6.1.13

La maison où je suis mort autrefois – Keigo Higashino



La littérature japonaise contemporaine est riche d’écrivains dont le dénominateur commun est de créer un espace romanesque où la réalité semble toujours voilée par une part d’obscurité et une sorte de confusion entretenue par de dangereuses liaisons avec un monde sombre et fantastique, parfois au point d’en devenir morbide. Haruki et Ryû Murakami (qui n’ont rien à voir l’un avec l’autre), Yoko Ogawa ou bien encore à Akira Yoshimura en sont des représentants à divers titres.

A cette liste prestigieuse il conviendra aussi d’ajouter Keigo Higashino, considéré comme une des figures majeures du roman policier japonais contemporain. Le livre dont il est question ici, avec son bien étrange titre qui dérange, « La maison où je suis mort autrefois », a d’ailleurs reçu le Prix Polar International de Cognac en 2010.

D’une manière assez fascinante, Keigo Higashino y explore les raisons pour lesquelles un individu peut se retrouver frappé d’amnésie. On sait que, souvent, l’origine en est un choc intense et que le cerveau fabrique alors une stratégie de défense efficace en verrouillant l’accès aux informations susceptibles de faire resurgir une souffrance intense voire insupportable.

L’amnésie est précisément l’un des troubles dont souffre une jeune femme, Sayaka Kurahashi. Mariée depuis peu à un homme toujours absent, elle est la mère d’une petite fille dont on vient de lui retirer la responsabilité pour raison de maltraitance. Sayaka ne pouvait s’empêcher, compulsivement, d’infliger toujours plus de souffrance à son enfant sans être capable d’expliquer les raisons de ses gestes qu’elle regrette profondément.

A la mort de son père, elle reçoit une clé accompagnée d’un plan. Une invitation presque explicite à aller se rendre là où cette clé devrait permettre d’ouvrir une porte dont elle pressent qu’elle dissimule les secrets de ses propres souffrances. N’osant s’y rendre seule, elle force la main à son ex petit ami avec qui elle avait rompu brutalement il y a sept ans, pour l’accompagner sur place.
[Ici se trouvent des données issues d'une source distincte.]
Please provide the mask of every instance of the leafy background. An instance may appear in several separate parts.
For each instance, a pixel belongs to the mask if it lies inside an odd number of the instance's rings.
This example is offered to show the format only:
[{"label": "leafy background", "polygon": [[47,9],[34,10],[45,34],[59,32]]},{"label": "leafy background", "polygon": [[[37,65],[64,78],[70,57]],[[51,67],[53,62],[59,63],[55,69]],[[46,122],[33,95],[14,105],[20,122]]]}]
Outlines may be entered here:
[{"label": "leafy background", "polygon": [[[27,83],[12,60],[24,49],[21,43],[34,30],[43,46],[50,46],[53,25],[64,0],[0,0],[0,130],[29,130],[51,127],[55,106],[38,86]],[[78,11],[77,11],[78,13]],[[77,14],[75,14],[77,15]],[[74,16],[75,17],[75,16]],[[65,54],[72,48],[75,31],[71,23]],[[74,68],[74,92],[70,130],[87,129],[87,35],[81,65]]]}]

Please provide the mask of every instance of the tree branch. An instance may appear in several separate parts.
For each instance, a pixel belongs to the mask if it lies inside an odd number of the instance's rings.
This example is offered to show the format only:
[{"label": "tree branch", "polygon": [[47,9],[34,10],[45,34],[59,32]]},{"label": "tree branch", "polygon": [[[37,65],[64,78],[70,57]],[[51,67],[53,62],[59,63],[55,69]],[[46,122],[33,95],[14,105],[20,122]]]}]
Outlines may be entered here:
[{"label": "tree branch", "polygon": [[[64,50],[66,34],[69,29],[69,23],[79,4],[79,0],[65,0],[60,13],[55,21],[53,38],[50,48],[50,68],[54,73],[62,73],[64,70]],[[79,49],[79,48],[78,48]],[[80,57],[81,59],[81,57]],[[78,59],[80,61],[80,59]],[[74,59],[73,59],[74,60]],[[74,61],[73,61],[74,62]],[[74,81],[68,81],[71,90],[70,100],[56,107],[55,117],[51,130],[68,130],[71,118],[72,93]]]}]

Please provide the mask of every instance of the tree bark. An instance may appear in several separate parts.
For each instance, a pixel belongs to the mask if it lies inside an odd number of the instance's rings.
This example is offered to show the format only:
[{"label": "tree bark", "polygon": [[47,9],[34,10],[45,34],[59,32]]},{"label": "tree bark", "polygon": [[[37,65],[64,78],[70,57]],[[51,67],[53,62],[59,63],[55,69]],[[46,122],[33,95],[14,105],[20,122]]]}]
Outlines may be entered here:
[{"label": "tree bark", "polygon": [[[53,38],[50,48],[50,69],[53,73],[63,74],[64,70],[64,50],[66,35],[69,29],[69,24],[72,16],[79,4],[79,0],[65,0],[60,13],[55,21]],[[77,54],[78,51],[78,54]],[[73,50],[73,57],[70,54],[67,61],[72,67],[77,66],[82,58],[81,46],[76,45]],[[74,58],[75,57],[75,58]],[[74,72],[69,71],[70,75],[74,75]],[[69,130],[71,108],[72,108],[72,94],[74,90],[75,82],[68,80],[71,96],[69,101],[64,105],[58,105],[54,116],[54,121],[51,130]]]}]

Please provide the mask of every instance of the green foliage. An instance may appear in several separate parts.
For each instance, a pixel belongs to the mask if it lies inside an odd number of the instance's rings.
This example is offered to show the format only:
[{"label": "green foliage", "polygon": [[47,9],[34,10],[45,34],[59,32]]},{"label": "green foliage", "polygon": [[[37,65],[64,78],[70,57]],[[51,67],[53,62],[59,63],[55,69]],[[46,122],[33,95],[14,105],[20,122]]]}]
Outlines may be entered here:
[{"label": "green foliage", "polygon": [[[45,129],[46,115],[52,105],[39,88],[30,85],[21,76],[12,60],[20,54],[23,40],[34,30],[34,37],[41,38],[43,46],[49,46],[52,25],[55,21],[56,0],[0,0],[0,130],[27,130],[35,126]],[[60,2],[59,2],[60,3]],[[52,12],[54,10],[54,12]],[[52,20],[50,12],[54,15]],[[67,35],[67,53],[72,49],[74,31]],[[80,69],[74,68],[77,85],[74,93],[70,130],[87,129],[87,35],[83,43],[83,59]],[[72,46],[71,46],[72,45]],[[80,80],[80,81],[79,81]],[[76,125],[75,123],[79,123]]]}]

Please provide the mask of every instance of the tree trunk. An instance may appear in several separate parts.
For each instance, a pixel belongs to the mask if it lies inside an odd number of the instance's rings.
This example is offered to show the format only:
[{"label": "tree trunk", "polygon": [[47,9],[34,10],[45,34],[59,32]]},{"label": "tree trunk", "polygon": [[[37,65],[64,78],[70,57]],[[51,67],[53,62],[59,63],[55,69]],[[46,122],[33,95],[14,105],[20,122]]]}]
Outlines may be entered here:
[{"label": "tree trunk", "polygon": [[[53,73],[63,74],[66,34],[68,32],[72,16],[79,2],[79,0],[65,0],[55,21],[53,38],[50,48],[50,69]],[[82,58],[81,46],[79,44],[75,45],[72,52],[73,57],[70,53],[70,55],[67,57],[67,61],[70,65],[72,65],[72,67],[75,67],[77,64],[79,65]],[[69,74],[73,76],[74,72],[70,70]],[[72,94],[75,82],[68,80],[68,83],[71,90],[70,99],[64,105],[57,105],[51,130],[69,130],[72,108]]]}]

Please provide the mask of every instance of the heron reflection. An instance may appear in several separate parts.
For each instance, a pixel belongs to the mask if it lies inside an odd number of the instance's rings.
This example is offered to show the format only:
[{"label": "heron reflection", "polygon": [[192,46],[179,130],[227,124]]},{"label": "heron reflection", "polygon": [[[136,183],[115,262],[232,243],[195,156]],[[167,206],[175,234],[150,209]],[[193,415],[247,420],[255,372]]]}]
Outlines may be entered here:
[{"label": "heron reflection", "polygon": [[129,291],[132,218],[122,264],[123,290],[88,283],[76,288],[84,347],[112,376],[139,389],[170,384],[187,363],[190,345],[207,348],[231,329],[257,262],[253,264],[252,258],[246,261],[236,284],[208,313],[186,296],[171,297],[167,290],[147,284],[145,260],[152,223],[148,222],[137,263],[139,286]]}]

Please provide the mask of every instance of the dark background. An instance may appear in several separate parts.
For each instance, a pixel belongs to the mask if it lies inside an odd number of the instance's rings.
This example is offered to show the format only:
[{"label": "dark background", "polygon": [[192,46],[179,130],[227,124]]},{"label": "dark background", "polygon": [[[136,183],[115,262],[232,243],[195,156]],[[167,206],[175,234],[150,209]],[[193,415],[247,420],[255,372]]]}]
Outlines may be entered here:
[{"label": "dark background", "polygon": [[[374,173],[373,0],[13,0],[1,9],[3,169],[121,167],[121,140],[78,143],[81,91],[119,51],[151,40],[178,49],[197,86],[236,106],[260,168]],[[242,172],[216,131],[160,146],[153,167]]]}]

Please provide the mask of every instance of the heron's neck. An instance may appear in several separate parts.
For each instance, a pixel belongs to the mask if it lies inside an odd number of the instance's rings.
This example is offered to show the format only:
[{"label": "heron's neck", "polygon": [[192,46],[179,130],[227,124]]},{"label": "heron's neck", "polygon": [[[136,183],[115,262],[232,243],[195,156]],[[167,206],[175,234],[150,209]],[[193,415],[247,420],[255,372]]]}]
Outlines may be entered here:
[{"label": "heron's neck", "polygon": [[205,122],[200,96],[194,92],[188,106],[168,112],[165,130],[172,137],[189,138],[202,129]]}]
Lorsque Sayaka et son ami pénètrent dans la maison dont la clé donne accès, ils découvrent un espace inhabité depuis près de trente ans mais dans lequel  se trouvent d’étranges éléments (un journal intime d’un enfant, des costumes d’adulte, des lettres, un télescope, des pendules toutes arrêtées à la même heure…) qui invitent à décoder ce qui apparaît peu à peu comme une sorte de gigantesque mise en scène.

Commence alors une enquête où, pas à pas, entre la logique du jeune homme et les surgissements d’images remontant du passé de Sayaka, une terrible explication va permettre de comprendre ce qui s’est passé autrefois et éclairer, du coup, le mal-être de Sayaka.

K. Higashimo mène son récit de main de maître, semant des indices ici et là auquel le lecteur ferait bien d’être attentif. C’est d’ailleurs aussi la principale limite de ce roman par ailleurs parfaitement ficelé que de faire surgir des informations étranges qu’un lecteur de polar aura tôt fait de détecter comme essentielles voire de décoder tandis que le petit couple d’enquêteurs semble, pour un temps du moins, passer à côté.

Mais cela n’empêchera pas de dévorer un livre qui se lira quasiment d’une seule traite et laissera un certain sentiment de malaise du fait des thèmes qu’il abordera.

Publié aux Editions Babel Noir – Actes Sud – 2010 - 254 pages

Merci à Marie-Noëlle Rolland de la librairie Lirenval de St Rémy les Chevreuses d’avoir mis cet exemplaire à notre disposition dans le cadre de la sélection du Prix Michel Tournier.